3. Master Your Gun's Controls
Getting familiar with your gun is an often-overlooked element of marksmanship, especially in defensive scenarios. Fumbling for the magazine release or searching for a manual safety can make the difference between life and death. Spending a few minutes in your lane with your gun pointed in a safe direction will improve your confidence with your gun and how it operates, leaving you free to concentrate on other tasks. Take some time in every range session to learn how to manipulate the controls of your gun so that eventually, you can safely load and unload your gun and manipulate all the controls without conscious thought.
4. Be Realistic
Understanding that you probably are not as good a shot as you think you are is a key element to improving your skill with a pistol.

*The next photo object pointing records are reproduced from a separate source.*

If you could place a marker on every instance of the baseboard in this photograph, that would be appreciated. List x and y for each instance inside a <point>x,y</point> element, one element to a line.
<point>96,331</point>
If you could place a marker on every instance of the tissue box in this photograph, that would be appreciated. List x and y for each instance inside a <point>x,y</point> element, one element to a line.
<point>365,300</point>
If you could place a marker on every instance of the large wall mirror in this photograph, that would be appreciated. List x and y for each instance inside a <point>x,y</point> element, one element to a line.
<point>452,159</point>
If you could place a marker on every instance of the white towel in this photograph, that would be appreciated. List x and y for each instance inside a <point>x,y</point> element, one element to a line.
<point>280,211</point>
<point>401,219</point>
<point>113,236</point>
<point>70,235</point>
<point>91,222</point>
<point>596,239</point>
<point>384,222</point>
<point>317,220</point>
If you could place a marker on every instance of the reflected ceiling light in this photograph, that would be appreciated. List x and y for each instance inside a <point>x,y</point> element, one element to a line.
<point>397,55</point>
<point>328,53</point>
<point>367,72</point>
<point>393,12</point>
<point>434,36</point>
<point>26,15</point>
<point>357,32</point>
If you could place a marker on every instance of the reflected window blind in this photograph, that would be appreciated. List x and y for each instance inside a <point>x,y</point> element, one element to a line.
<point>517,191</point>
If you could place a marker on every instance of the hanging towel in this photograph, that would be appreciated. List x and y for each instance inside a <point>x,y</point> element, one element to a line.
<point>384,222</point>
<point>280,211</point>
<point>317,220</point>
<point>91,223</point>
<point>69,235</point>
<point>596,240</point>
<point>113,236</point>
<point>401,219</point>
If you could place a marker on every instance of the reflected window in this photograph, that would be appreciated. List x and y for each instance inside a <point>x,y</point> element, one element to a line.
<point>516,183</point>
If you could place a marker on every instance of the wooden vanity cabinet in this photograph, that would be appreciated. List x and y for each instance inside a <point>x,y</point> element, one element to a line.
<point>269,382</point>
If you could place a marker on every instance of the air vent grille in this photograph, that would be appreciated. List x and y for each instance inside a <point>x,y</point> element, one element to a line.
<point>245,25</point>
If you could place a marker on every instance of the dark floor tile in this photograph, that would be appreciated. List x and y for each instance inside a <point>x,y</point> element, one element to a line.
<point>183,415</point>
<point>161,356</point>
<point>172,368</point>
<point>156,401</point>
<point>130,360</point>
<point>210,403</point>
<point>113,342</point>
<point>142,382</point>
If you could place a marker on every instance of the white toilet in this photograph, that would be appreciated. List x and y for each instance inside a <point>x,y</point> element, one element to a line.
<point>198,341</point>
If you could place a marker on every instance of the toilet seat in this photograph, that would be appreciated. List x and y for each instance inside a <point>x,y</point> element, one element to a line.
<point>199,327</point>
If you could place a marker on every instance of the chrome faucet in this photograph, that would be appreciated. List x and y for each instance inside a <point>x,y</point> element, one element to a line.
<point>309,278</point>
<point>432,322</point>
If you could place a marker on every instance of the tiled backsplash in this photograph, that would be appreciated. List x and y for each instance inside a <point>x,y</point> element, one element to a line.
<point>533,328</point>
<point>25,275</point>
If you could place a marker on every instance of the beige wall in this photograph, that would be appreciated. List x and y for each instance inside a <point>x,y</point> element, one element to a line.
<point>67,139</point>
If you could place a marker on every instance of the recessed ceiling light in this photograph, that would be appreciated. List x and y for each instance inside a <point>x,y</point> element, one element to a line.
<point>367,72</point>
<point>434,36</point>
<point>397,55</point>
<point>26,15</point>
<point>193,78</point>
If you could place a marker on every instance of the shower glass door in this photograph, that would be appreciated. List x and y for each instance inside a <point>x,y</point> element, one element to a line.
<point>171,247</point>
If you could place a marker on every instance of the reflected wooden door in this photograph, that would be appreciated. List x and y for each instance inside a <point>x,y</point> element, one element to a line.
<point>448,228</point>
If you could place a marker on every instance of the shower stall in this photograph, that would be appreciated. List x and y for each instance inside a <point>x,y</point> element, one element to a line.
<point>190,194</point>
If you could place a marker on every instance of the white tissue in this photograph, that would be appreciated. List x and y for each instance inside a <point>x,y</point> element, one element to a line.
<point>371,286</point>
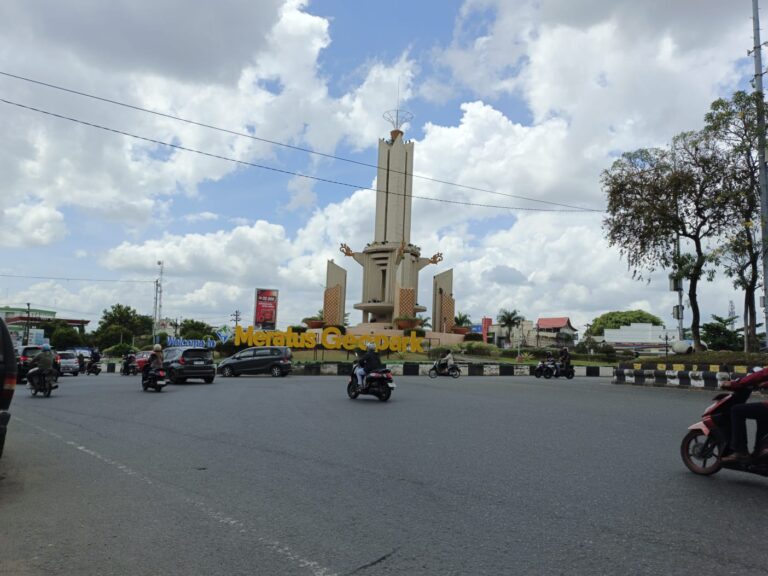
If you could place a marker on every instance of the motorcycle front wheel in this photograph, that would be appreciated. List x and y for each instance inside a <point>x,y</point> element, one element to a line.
<point>701,453</point>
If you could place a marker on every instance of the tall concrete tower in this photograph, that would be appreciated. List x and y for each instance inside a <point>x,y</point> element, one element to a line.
<point>391,264</point>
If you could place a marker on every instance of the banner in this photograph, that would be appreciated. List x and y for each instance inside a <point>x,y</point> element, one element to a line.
<point>265,314</point>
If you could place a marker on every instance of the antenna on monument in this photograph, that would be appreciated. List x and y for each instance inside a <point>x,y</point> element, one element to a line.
<point>397,117</point>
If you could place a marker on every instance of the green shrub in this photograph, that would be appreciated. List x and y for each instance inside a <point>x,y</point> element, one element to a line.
<point>480,349</point>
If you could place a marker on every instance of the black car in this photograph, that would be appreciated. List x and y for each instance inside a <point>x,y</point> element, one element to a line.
<point>182,364</point>
<point>8,369</point>
<point>275,360</point>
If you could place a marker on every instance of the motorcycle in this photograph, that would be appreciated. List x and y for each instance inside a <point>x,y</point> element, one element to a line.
<point>709,440</point>
<point>129,367</point>
<point>439,370</point>
<point>153,378</point>
<point>552,368</point>
<point>41,382</point>
<point>378,383</point>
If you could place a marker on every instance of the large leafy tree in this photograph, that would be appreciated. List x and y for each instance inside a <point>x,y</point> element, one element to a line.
<point>719,336</point>
<point>195,329</point>
<point>617,319</point>
<point>509,319</point>
<point>121,320</point>
<point>734,123</point>
<point>657,195</point>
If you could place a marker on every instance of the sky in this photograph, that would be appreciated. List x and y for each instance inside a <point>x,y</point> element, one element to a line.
<point>526,100</point>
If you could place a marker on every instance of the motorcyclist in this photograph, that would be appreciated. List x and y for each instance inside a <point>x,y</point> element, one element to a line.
<point>367,363</point>
<point>43,362</point>
<point>154,362</point>
<point>95,358</point>
<point>757,411</point>
<point>128,359</point>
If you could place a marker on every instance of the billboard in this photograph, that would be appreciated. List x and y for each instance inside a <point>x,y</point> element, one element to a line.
<point>265,312</point>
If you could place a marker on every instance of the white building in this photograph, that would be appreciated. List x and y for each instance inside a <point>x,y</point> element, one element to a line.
<point>641,337</point>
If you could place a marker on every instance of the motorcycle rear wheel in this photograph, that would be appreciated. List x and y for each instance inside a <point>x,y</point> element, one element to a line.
<point>697,449</point>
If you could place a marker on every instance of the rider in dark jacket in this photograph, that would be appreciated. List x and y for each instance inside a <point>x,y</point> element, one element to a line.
<point>757,411</point>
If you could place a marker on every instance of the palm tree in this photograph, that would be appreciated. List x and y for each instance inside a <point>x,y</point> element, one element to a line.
<point>462,320</point>
<point>509,319</point>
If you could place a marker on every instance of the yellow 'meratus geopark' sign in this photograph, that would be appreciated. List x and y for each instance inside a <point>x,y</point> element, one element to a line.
<point>330,338</point>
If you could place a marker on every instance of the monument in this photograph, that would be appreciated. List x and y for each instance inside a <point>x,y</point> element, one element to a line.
<point>391,263</point>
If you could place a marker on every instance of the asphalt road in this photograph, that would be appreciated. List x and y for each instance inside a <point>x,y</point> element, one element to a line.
<point>264,476</point>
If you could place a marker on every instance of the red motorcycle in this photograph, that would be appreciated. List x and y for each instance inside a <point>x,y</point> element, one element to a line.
<point>709,440</point>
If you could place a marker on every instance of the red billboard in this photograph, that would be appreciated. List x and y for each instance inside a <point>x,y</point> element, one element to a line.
<point>265,313</point>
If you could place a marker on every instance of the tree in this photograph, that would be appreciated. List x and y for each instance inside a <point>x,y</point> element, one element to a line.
<point>462,320</point>
<point>719,336</point>
<point>126,318</point>
<point>618,319</point>
<point>656,196</point>
<point>509,319</point>
<point>734,123</point>
<point>65,337</point>
<point>194,329</point>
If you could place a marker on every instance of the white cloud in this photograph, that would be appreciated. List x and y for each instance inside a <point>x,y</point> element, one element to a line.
<point>201,217</point>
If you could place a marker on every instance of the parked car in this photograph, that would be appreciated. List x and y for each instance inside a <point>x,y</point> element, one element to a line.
<point>8,369</point>
<point>182,364</point>
<point>68,363</point>
<point>274,360</point>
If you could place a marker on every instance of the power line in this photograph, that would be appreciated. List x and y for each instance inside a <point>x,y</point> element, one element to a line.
<point>283,144</point>
<point>280,170</point>
<point>75,279</point>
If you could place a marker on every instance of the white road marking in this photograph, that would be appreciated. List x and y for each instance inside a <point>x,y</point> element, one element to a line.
<point>223,519</point>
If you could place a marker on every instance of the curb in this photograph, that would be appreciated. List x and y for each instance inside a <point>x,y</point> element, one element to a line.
<point>672,378</point>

We understand that becoming a skilled martial artist takes years and years of commitment, but for some reason, we expect we'll be expert marksmen right out of the gate. If you’ve been to a public range, you’ve no doubt seen target after target that has no discernible pattern or grouping to the shots on paper. Instead, the target looks like it’s been hit multiple times with a shotgun, with no rhyme or reason to how the holes appear on the paper. And that's OK; think of it as your starting point.
5. Run Drills
Repeatability and consistency are key elements of marksmanship. Getting a lucky shot that hits the center of the bullseye is one thing; getting a hit like that over again and again and again requires practice. Developing a smooth, consistent trigger press is essential to improving your accuracy, and the ball and dummy drill is an easy way to see how your sights are moving as you pull the trigger. You can set up this drill yourself by randomly mixing in either a dummy round or an empty shell casing every two or three rounds inside a magazine and then shuffling your magazines around so you don’t know which one has the dummy rounds. If your sights move on the trigger press for the dummy round, it’s a clear sign you need more help developing a smooth and consistent trigger press.

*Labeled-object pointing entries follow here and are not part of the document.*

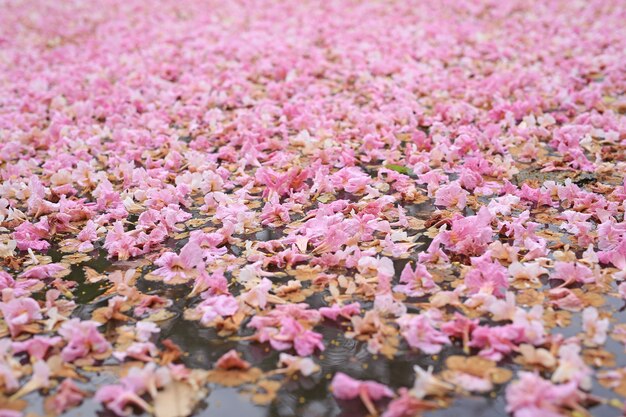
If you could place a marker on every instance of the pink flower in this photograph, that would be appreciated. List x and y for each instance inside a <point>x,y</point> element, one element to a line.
<point>468,235</point>
<point>36,347</point>
<point>487,275</point>
<point>595,328</point>
<point>67,396</point>
<point>83,339</point>
<point>572,272</point>
<point>420,333</point>
<point>120,243</point>
<point>417,282</point>
<point>183,265</point>
<point>335,311</point>
<point>18,313</point>
<point>451,195</point>
<point>532,395</point>
<point>88,235</point>
<point>120,399</point>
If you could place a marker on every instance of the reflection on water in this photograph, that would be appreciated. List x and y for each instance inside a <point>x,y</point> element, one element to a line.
<point>299,397</point>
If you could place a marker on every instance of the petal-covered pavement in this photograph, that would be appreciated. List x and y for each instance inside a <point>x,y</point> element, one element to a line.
<point>312,208</point>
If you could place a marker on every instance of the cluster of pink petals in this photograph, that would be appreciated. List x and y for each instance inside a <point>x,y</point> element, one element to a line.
<point>272,163</point>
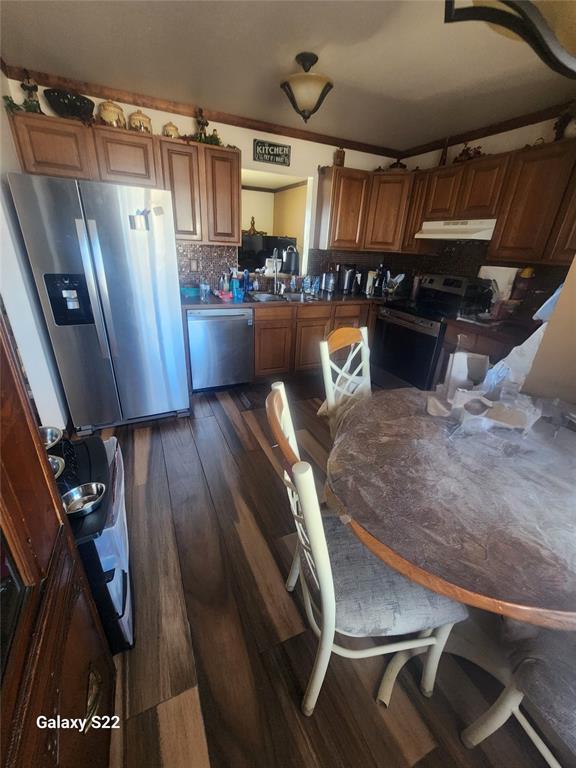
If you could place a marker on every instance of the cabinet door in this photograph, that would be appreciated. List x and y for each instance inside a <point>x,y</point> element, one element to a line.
<point>222,195</point>
<point>561,247</point>
<point>348,208</point>
<point>180,164</point>
<point>389,194</point>
<point>536,184</point>
<point>55,147</point>
<point>482,185</point>
<point>126,157</point>
<point>416,215</point>
<point>273,346</point>
<point>443,189</point>
<point>309,334</point>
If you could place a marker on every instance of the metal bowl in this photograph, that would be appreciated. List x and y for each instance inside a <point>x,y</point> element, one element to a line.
<point>57,464</point>
<point>50,436</point>
<point>83,499</point>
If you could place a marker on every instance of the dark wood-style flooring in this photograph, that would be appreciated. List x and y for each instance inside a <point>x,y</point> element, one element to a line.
<point>222,651</point>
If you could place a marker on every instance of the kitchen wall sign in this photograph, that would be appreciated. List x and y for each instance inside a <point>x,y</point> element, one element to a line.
<point>268,152</point>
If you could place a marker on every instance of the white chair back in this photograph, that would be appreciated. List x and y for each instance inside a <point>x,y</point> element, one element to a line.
<point>299,482</point>
<point>352,378</point>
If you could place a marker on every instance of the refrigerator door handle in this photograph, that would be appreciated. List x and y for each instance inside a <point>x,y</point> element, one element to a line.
<point>102,284</point>
<point>91,284</point>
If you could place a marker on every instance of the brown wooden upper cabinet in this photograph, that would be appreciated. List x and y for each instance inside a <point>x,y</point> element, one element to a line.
<point>222,171</point>
<point>481,188</point>
<point>561,247</point>
<point>126,157</point>
<point>54,147</point>
<point>416,215</point>
<point>181,165</point>
<point>388,205</point>
<point>349,201</point>
<point>534,191</point>
<point>443,190</point>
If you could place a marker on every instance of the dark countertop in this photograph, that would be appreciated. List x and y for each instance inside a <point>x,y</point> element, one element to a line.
<point>324,298</point>
<point>503,330</point>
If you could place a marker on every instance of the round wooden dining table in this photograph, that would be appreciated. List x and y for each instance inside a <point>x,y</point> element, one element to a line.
<point>485,516</point>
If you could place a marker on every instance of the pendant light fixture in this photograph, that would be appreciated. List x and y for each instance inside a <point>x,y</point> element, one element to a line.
<point>549,28</point>
<point>306,90</point>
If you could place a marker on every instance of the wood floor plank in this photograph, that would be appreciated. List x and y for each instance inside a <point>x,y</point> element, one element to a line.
<point>230,676</point>
<point>444,720</point>
<point>272,613</point>
<point>317,451</point>
<point>262,437</point>
<point>469,703</point>
<point>235,417</point>
<point>170,735</point>
<point>346,720</point>
<point>199,406</point>
<point>118,735</point>
<point>161,664</point>
<point>267,494</point>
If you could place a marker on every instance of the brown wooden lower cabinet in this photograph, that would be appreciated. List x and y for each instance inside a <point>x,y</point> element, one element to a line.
<point>288,338</point>
<point>309,334</point>
<point>273,340</point>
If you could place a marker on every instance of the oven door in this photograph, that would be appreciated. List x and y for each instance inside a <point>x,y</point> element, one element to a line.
<point>407,347</point>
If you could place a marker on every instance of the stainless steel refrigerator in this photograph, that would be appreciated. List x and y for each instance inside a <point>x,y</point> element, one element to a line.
<point>103,258</point>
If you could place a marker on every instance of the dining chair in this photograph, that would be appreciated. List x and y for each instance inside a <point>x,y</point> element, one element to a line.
<point>347,381</point>
<point>544,673</point>
<point>348,590</point>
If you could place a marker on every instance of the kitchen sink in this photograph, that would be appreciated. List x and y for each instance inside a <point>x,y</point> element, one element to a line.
<point>266,297</point>
<point>278,297</point>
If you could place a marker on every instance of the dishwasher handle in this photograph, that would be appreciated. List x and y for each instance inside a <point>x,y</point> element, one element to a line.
<point>216,315</point>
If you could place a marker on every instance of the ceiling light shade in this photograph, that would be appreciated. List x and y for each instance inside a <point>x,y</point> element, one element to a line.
<point>547,27</point>
<point>306,90</point>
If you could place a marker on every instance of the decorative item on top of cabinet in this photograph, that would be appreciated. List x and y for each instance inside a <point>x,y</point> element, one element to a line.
<point>387,208</point>
<point>170,131</point>
<point>416,215</point>
<point>442,195</point>
<point>222,171</point>
<point>70,105</point>
<point>348,206</point>
<point>126,157</point>
<point>535,187</point>
<point>468,153</point>
<point>181,166</point>
<point>481,188</point>
<point>339,157</point>
<point>138,121</point>
<point>111,114</point>
<point>561,248</point>
<point>54,147</point>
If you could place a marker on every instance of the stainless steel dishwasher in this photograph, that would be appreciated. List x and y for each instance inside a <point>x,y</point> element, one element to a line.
<point>221,343</point>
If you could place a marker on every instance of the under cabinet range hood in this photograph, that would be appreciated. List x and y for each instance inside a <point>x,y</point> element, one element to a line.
<point>467,229</point>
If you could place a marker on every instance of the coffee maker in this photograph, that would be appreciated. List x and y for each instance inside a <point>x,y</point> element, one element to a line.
<point>382,276</point>
<point>347,278</point>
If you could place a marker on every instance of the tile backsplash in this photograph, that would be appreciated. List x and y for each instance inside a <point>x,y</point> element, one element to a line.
<point>196,262</point>
<point>458,258</point>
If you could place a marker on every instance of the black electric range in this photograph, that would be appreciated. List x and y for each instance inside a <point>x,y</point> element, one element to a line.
<point>409,334</point>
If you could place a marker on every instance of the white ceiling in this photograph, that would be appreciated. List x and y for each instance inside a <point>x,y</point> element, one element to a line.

Another good drill for the indoor range is the deceptively simple 3x5 Drill, which helps you learn how to shoot tight, precise groups on demand, regardless of distance. Starting off at 3 yards (or whatever the minimum shooting distance is for your range), and with no time limit, the goal of this drill is to put six shots into a 3x5 index card with maximum accuracy (and if you’re really good, do it with just one hand). You can only shoot the 3x5 Drill well if you are paying attention at all times to the fundamentals of pistol accuracy by maintaining a strong grip on the gun and getting a good sight picture and a smooth, repeatable trigger press. This drill helps instill the feeling of making repeated well-aimed shots without time pressure, helping you to be able to make them on-demand, when time pressure is definitely working against you.
Shooting stuff on the range is fun, but shooting stuff well and on-demand is even more fun, and also very satisfying. With these drills and others like them, you don’t need to have ready access to an outdoor range to get better with your defensive pistol, you just need the will to improve your shooting and the desire to learn from your mistakes.